气死我了少打一个括号debug半小时!!!

首先建新表存一下按等级顺序滚动累加的总人数,然后再加一列总人数方便之后使用。这里要说一下窗口函数可以不带任何参数直接空括号,这样就是对整个表进行聚合函数运算但又可以把结果加在每一列。

然后从原表中选出grade并限制grade要对应在中位数的grade。首先要注意,中位数可能是一个也可能是两个。通过ceil((n+1)/2),floor((n+1)/2)的方法算中位数若只有一个中位数两个值相等。这里我用的方法是选出滚动累加大于中位数的grade中最小的一个,通过两次判断分别对比ceil和floor以确保两个中位数都在。
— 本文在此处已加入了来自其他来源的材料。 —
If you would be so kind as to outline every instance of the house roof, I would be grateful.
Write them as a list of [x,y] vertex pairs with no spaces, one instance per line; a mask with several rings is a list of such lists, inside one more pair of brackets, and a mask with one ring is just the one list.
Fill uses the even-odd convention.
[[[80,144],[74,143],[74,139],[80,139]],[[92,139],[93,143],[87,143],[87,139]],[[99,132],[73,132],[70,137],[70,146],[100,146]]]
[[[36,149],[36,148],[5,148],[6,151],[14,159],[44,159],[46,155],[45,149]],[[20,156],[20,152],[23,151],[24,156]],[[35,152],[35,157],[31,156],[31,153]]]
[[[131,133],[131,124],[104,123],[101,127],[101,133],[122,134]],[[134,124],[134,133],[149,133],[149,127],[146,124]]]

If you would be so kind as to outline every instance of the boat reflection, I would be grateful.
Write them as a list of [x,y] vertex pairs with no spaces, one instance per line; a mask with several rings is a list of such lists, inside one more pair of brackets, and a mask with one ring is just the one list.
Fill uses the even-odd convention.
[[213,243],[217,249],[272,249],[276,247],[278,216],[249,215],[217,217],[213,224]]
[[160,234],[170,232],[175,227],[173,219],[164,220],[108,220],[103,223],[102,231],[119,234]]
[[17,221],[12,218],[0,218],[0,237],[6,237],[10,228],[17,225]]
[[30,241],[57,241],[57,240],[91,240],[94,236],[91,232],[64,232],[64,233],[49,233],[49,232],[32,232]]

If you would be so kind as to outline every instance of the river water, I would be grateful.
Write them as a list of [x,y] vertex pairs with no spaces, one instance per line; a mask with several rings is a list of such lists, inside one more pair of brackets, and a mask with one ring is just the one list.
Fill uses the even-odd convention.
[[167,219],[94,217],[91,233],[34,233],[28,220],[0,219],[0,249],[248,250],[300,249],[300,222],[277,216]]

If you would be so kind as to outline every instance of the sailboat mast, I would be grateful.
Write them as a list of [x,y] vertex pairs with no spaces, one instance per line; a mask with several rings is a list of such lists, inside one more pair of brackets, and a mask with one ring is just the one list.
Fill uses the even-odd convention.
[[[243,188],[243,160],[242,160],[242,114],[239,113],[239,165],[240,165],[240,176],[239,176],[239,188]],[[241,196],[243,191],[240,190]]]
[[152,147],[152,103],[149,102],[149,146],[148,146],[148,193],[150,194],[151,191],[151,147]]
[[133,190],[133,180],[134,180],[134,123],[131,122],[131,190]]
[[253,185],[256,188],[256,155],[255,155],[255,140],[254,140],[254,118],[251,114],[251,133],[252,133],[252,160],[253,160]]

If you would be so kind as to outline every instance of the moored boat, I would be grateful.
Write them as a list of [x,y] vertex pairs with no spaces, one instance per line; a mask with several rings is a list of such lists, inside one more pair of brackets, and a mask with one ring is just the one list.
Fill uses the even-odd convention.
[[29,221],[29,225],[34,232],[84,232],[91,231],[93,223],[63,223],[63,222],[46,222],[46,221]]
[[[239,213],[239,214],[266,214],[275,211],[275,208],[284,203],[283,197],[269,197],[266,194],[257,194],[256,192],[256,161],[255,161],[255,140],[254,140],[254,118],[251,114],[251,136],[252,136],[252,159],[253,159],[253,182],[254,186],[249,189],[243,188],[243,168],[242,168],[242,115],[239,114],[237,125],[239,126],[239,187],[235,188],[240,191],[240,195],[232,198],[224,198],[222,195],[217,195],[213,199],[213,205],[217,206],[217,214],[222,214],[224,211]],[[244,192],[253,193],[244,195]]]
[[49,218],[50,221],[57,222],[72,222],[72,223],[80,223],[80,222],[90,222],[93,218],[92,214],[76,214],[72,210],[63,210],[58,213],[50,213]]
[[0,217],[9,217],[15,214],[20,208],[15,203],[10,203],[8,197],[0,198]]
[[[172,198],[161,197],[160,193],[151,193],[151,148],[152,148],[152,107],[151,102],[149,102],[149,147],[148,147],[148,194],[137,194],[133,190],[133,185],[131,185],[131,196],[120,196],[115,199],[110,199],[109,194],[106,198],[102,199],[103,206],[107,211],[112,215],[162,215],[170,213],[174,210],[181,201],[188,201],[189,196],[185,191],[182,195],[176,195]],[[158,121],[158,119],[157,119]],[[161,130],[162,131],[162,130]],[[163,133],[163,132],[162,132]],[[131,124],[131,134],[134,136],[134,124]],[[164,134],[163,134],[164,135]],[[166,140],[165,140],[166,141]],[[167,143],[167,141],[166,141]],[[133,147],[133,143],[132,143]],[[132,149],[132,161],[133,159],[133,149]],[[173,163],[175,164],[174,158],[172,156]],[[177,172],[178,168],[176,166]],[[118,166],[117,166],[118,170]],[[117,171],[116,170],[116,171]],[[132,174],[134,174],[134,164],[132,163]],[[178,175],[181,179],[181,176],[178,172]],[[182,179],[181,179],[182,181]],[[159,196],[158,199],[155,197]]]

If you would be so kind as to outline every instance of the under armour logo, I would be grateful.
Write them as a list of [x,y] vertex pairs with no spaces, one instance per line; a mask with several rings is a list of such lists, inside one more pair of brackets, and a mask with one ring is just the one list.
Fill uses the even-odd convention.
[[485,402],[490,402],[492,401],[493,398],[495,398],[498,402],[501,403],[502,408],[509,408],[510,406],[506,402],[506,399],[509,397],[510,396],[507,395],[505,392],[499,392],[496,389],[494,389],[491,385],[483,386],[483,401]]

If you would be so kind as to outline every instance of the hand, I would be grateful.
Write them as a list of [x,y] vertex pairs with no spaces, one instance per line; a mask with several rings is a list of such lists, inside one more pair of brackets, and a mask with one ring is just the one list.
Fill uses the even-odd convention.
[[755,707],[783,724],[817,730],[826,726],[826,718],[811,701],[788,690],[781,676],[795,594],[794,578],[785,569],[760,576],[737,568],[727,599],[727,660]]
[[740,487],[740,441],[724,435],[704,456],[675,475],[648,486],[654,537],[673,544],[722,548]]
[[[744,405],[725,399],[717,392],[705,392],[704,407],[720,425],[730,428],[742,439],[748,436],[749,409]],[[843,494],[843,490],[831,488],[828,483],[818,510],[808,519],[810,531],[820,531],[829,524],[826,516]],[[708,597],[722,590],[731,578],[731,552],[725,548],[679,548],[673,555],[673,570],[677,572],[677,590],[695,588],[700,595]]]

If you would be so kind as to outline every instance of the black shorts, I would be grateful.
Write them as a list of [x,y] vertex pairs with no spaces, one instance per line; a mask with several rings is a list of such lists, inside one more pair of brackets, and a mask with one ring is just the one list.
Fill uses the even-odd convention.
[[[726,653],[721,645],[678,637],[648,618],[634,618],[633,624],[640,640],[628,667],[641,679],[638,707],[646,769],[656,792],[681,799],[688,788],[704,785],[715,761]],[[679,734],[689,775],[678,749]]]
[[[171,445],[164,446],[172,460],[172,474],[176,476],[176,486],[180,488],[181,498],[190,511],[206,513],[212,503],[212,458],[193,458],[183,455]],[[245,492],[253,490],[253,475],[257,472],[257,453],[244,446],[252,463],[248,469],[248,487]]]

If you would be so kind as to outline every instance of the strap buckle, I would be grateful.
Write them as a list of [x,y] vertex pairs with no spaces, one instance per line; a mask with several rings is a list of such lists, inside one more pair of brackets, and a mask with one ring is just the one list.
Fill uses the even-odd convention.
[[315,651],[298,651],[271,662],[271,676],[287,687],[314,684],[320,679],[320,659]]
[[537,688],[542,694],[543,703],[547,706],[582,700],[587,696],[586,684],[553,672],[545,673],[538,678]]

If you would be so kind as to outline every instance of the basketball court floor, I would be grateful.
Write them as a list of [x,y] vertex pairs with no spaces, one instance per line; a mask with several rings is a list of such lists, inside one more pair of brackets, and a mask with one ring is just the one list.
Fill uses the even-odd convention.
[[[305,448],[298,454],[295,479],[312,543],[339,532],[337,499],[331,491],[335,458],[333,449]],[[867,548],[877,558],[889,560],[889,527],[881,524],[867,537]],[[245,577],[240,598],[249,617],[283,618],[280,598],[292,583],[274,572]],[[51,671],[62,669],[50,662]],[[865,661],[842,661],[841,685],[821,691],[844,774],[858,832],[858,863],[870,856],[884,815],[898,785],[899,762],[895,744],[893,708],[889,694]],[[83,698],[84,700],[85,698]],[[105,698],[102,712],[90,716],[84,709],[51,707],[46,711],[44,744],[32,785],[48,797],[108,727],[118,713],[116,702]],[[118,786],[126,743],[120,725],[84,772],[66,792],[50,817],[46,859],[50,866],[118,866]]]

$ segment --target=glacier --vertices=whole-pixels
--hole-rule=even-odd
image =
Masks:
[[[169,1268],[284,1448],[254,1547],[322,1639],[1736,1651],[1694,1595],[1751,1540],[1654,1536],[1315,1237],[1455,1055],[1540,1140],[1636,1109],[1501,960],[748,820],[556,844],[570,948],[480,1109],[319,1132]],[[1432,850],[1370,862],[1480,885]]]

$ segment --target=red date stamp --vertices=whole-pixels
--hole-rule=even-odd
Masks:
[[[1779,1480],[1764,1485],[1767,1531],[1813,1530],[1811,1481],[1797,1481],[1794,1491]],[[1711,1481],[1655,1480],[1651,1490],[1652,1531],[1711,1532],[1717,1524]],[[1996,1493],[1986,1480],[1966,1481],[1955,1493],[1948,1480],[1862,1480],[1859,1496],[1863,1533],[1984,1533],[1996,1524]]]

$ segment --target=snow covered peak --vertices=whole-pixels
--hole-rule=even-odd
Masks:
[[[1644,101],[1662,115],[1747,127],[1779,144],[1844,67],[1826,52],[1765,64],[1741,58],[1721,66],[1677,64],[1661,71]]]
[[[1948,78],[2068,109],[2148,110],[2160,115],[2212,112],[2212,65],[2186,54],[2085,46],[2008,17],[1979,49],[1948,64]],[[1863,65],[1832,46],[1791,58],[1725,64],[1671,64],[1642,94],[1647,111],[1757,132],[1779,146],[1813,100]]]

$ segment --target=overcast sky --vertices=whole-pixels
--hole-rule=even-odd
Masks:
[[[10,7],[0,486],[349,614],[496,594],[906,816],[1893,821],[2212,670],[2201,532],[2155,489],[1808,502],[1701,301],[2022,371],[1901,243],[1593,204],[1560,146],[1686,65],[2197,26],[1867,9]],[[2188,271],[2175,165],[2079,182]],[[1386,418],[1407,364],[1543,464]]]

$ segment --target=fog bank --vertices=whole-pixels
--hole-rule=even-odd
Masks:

最后按grade排序。

with t AS
(select grade, sum(number) over (order by grade) as t_rank,
 sum(number) over () as cnt
from class_grade)

select c.grade from class_grade as c
where 
grade = (select t1.grade from (select t.grade, min(t.t_rank) from t 
                              where t.t_rank>=ceil((t.cnt+1)/2)) as t1) or
grade = (select t2.grade from (select t.grade, min(t.t_rank) from t 
                              where t.t_rank>=floor((t.cnt+1)/2)) as t2)
order by grade